SB42 would direct the Virginia Department of Education to evaluate moving unpaid school meal balances from individual school budgets to school-division accounts and report on fiscal impacts, equity, and best practices after schools used the Community Eligibility Provision (CEP). The subcommittee reported the bill 8–2.

Senator Rome introduced SB42, which directs the Virginia Department of Education to evaluate the fiscal and equity implications of requiring school divisions — rather than individual schools — to absorb unpaid school meal balances at the end of each school year. The bill asks the department to review uncollectible meal debt totals by district, disaggregate socioeconomic data for affected students and families, analyze local funding impacts, identify current funding sources used to cover meal debt, and collect local best practices for handling uncollectible balances.

The senator cited Prince William County as an example, where many schools participate in the federal Community Eligibility Provision (CEP) and others still close the year with significant unpaid meal balances.
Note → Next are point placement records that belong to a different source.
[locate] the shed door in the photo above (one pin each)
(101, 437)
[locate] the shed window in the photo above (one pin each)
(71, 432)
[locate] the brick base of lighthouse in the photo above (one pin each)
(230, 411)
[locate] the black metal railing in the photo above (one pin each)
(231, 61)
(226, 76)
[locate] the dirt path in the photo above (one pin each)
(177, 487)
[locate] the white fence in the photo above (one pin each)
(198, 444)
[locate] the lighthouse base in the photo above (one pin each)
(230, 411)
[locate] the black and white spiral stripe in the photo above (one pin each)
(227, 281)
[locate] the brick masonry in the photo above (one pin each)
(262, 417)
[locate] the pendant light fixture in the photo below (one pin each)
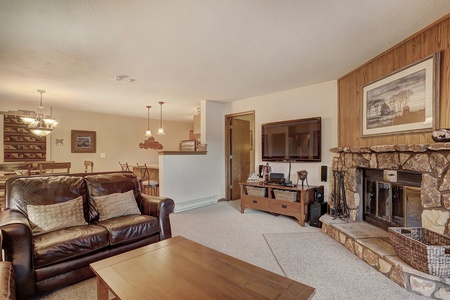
(161, 129)
(41, 125)
(148, 132)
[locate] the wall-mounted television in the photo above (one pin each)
(293, 140)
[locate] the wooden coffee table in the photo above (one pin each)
(178, 268)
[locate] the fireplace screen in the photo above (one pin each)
(390, 204)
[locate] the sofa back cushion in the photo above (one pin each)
(107, 184)
(44, 190)
(116, 205)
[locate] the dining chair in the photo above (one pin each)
(88, 164)
(148, 186)
(124, 166)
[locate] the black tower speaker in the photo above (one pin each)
(323, 173)
(316, 210)
(318, 194)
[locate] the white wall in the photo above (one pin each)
(196, 180)
(117, 136)
(318, 100)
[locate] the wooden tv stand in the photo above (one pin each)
(267, 202)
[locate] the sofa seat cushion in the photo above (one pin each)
(127, 229)
(68, 243)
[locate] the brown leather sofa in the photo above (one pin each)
(61, 257)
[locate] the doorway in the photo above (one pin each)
(239, 151)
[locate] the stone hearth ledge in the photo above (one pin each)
(432, 160)
(372, 245)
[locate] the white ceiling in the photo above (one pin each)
(185, 51)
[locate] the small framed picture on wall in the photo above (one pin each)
(83, 141)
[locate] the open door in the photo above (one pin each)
(239, 151)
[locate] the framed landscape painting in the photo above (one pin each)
(405, 101)
(83, 141)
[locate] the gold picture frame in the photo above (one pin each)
(83, 141)
(404, 101)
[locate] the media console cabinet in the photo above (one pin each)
(277, 199)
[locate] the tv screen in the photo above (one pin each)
(294, 140)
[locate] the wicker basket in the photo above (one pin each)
(256, 191)
(423, 249)
(285, 195)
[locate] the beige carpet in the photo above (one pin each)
(277, 244)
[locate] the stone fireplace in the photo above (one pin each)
(428, 161)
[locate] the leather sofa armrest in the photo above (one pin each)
(161, 208)
(18, 246)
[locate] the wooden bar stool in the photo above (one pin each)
(148, 186)
(124, 166)
(88, 164)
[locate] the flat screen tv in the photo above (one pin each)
(293, 140)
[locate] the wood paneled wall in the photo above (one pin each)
(435, 37)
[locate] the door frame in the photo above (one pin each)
(228, 119)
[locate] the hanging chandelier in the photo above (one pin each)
(41, 125)
(161, 129)
(148, 132)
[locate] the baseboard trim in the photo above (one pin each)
(195, 203)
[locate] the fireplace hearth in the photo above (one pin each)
(420, 196)
(392, 198)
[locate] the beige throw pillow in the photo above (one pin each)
(116, 205)
(44, 218)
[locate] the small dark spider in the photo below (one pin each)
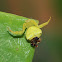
(35, 41)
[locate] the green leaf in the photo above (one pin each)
(14, 49)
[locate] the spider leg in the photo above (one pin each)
(44, 24)
(17, 33)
He said reassigning end-of-year debt to the larger school-division budget would be less disruptive to individual school budgets. Todd Walton of the Virginia Education Association testified in support, arguing that assuring students access to meals is foundational to learning and reduces barriers to cognitive function and focus.

The committee moved and seconded to report SB42 out of the subcommittee; the clerk recorded the roll and the bill was reported on a vote of 8 to 2. The bill will proceed through the usual legislative process and any implementation would depend on future statute or appropriations decisions.

The transcript contains an apparent numeric transcription anomaly when describing the size of a school division budget; the committee record does not specify an exact division-dollar figure in its formal action. The bill itself tasks the Department of Education with an evaluation and reporting requirement rather than imposing an immediate fiscal mandate on school divisions.